As for the Democrats, some argue Hillary should accept the $15 MW herself. She currently is advocating $12 at the federal level which is one third higher than Obama's ask in 2013.
http://www.mtv.com/news/2861829/the-15-minimum-wage-is-winning/?utm=share_twitter
"That doesn’t mean that the difference between her $12 minimum-wage proposal and Sanders’s $15 one is small. Yannet Lathrop, a researcher and policy analyst with the National Employment Law Project, told MTV News that one quarter of workers nationwide would benefit from a $12 minimum wage, while three dollars more per hour would help 42 percent. Nearly the same percentages of millennial workers stand to benefit from a raised minimum wage, Lathrop said."
"So why not just go full Bernie on this? Clinton, in the past, has expressed worries that certain cities that aren’t major metropolises may not be able to sustain a nationwide $15 wage without significant job losses. “Asking low-margin businesses to make up for insane rents by paying their workers more could simply result in more unemployment, especially for less-educated and young adults who tend to rely on minimum wage jobs,” Jordan Weissman wrote in Slate last week. But even he admitted that that might not matter. After all, Fight for $15, an offshoot of the Service Employees International Union (SEIU), began as an attempt to address the concerns of low-wage Brooklyn residents. That number was the middle ground between the Obama-endorsed but still-too-low $10 and the politically impossible $20. As unrealistic as it may have sounded years ago to politicians and media, $15 was the middle ground for activists.

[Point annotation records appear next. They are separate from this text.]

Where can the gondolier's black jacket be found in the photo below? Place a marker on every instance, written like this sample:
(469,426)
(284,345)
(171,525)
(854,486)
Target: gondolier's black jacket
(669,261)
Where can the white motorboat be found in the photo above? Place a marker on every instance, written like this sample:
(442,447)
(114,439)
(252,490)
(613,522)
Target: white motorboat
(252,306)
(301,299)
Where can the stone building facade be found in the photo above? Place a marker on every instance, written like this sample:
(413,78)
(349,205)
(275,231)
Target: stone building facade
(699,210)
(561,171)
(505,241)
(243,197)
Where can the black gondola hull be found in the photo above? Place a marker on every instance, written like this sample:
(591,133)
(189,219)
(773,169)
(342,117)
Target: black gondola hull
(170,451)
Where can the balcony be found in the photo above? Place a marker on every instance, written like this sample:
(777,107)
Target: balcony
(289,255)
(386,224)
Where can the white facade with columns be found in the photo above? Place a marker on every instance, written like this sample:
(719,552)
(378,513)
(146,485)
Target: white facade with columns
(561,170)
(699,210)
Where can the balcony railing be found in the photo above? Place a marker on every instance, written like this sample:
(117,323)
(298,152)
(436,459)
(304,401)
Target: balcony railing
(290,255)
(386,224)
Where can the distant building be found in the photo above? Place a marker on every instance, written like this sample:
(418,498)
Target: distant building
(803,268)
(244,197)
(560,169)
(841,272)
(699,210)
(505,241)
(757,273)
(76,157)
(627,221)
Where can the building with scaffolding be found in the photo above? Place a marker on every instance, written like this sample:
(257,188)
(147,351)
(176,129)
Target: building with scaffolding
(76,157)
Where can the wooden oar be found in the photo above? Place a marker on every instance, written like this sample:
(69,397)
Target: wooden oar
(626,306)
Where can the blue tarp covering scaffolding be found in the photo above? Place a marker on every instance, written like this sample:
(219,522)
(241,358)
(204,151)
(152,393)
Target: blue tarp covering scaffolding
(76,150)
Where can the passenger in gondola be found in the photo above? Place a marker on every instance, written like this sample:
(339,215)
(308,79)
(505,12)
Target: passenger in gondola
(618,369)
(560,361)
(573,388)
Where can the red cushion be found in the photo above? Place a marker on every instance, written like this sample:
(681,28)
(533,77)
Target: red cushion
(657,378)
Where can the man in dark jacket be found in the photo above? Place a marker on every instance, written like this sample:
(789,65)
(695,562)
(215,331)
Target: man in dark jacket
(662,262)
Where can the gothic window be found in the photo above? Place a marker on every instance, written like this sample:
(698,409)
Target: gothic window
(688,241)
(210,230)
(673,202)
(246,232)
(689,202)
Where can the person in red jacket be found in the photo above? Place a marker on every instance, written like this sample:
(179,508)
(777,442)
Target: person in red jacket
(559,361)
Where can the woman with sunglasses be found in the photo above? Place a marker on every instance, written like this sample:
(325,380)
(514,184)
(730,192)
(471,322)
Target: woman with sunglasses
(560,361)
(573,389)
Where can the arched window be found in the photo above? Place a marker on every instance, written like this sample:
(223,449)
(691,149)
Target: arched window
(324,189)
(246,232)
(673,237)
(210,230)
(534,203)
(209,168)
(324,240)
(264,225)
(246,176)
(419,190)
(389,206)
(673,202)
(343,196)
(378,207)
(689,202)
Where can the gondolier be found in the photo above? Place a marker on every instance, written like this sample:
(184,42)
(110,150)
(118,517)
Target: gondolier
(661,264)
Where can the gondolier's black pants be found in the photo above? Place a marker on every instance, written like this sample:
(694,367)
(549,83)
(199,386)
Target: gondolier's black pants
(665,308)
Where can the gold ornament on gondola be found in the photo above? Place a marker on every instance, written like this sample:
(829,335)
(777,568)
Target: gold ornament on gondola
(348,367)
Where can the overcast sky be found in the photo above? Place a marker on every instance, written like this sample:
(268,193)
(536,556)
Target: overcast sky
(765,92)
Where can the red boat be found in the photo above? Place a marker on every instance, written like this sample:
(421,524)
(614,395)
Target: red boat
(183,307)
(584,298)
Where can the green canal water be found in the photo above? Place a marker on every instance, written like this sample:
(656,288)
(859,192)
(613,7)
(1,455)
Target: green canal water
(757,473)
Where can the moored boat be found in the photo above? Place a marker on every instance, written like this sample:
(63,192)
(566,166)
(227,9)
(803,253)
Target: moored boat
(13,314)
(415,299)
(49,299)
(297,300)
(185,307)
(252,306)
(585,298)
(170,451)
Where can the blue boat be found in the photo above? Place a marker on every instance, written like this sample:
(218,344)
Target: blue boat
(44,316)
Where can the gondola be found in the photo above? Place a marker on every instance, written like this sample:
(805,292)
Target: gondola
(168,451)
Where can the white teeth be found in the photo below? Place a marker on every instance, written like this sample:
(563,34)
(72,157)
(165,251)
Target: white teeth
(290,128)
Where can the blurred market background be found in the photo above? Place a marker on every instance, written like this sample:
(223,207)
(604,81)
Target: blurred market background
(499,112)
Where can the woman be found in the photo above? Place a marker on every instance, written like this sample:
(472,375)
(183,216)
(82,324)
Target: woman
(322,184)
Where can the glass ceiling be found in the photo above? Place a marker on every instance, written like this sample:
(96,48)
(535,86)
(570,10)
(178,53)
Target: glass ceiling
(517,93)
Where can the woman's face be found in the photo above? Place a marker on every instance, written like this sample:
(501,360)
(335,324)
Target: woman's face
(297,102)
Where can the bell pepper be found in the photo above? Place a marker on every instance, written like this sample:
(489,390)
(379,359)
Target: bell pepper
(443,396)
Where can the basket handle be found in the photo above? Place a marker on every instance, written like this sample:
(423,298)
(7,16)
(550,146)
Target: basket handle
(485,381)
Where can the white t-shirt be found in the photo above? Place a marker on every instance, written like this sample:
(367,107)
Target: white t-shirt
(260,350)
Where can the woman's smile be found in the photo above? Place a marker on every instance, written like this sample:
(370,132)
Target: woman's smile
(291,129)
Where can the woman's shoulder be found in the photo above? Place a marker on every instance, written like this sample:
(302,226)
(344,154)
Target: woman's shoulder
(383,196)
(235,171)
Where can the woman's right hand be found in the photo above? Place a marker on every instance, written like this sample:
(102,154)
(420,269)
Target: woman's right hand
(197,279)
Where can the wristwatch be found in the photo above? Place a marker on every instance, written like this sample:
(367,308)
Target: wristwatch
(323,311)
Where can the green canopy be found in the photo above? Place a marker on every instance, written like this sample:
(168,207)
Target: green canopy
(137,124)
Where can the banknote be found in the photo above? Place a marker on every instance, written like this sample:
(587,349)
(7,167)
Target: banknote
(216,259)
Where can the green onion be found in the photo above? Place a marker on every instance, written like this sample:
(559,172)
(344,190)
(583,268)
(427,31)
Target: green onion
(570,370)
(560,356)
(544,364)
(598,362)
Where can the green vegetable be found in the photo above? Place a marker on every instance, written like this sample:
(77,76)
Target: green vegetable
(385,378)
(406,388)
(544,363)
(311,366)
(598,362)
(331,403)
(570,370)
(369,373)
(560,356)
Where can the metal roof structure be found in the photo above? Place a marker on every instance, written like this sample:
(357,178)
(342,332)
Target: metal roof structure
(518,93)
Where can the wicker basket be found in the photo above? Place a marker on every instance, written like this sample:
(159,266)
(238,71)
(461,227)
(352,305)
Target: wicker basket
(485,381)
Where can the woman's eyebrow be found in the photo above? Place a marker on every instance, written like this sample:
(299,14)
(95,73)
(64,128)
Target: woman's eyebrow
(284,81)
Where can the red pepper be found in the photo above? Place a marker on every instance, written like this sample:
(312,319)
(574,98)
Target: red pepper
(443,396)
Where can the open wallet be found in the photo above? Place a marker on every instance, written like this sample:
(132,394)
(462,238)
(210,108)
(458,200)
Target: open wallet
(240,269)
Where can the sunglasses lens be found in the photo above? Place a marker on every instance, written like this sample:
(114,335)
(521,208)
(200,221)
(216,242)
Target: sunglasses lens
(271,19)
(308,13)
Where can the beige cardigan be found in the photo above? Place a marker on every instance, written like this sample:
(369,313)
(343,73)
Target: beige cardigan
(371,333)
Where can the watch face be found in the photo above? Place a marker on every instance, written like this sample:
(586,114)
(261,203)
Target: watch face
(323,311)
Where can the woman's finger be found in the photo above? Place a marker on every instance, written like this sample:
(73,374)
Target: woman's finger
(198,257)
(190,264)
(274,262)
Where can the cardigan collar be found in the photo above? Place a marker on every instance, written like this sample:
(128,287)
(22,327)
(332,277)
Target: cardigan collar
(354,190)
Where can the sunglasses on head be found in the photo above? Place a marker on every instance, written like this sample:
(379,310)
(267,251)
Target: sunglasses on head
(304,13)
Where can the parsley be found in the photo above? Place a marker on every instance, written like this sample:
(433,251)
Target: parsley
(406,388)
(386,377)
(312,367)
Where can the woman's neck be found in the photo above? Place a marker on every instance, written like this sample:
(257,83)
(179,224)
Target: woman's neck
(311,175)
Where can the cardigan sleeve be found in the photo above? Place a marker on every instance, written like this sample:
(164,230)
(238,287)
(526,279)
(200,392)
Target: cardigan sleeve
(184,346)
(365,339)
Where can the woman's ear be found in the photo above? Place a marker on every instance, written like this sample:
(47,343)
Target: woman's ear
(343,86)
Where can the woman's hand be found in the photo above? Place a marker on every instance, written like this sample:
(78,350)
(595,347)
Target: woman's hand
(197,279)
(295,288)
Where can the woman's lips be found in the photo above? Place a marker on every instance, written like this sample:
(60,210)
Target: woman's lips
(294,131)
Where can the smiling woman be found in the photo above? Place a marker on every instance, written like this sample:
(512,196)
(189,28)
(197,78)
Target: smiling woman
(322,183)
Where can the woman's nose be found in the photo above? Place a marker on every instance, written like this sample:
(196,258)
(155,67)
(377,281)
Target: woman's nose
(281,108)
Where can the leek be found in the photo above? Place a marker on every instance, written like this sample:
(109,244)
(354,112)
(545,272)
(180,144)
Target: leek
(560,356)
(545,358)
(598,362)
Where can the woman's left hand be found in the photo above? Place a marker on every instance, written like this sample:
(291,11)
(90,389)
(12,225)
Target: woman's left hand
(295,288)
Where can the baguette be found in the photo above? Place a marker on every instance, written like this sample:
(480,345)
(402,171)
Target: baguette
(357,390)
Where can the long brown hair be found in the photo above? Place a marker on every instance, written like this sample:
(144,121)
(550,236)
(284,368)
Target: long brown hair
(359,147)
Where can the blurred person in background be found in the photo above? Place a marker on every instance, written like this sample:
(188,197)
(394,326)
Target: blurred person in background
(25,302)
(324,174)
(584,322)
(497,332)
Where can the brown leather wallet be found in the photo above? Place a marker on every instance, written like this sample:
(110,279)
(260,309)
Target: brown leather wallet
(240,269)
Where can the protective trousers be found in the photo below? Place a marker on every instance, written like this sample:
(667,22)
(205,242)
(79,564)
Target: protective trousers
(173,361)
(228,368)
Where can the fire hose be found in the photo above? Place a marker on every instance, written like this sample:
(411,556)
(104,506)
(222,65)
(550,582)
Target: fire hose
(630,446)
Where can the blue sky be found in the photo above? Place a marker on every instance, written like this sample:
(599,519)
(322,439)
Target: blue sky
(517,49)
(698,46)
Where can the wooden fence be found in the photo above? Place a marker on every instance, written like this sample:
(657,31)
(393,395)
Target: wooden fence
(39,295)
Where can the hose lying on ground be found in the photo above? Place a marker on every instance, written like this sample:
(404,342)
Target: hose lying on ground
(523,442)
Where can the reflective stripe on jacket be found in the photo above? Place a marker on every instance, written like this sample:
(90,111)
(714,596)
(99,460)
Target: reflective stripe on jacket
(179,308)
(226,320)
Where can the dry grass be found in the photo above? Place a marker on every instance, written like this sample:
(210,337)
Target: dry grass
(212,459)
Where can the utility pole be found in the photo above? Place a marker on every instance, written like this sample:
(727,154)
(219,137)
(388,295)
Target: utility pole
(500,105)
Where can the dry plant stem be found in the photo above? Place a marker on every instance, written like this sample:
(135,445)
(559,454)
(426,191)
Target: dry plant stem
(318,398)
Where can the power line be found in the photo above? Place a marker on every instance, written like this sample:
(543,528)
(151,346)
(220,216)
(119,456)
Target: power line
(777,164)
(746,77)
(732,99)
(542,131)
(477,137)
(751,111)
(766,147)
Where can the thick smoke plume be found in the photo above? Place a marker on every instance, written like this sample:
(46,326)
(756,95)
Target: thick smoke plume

Now it’s becoming the standard."
"I hear Clinton’s argument, but I still feel she should shoot higher and adopt Sanders’s position. It’s one of the few areas of remaining disagreement between the two where she should budge — not because he’s making a particularly good argument for it, but because the activists are. Similarly, I’d like to think that Sanders was spurred, at least in part, to adopt his platform on the minimum wage by young people like Walker who refused to accept the mere blessing of employment and pushed for more. Hopefully, they’ll inspire Clinton in the general election, too, should she move forward."
http://www.mtv.com/news/2861829/the-15-minimum-wage-is-winning/?utm=share_twitter
I just don't think as far as political calculus goes, it makes a big difference. I don't deny that the impact of an extra $3 is significant, but politically Dems aren't going to get $15 or $12 overnight-we are currently still at $7.25.
As Smith documents, she doesn't oppose $15 at the state level-obviously, as she was with Cuomo as he celebrated the new milestone.
One possible advantage of her staying at $12 for now is giving ourselves more room for what the economists call a natural experiment.
As the cost of living across states varies considerably, it scenario where there was a $12 federal as a floor where other states could and would increase as necessary might be ideal in terms of testing it out.
I have to say that the difference is considering the political realities, symbolic rather than substantive.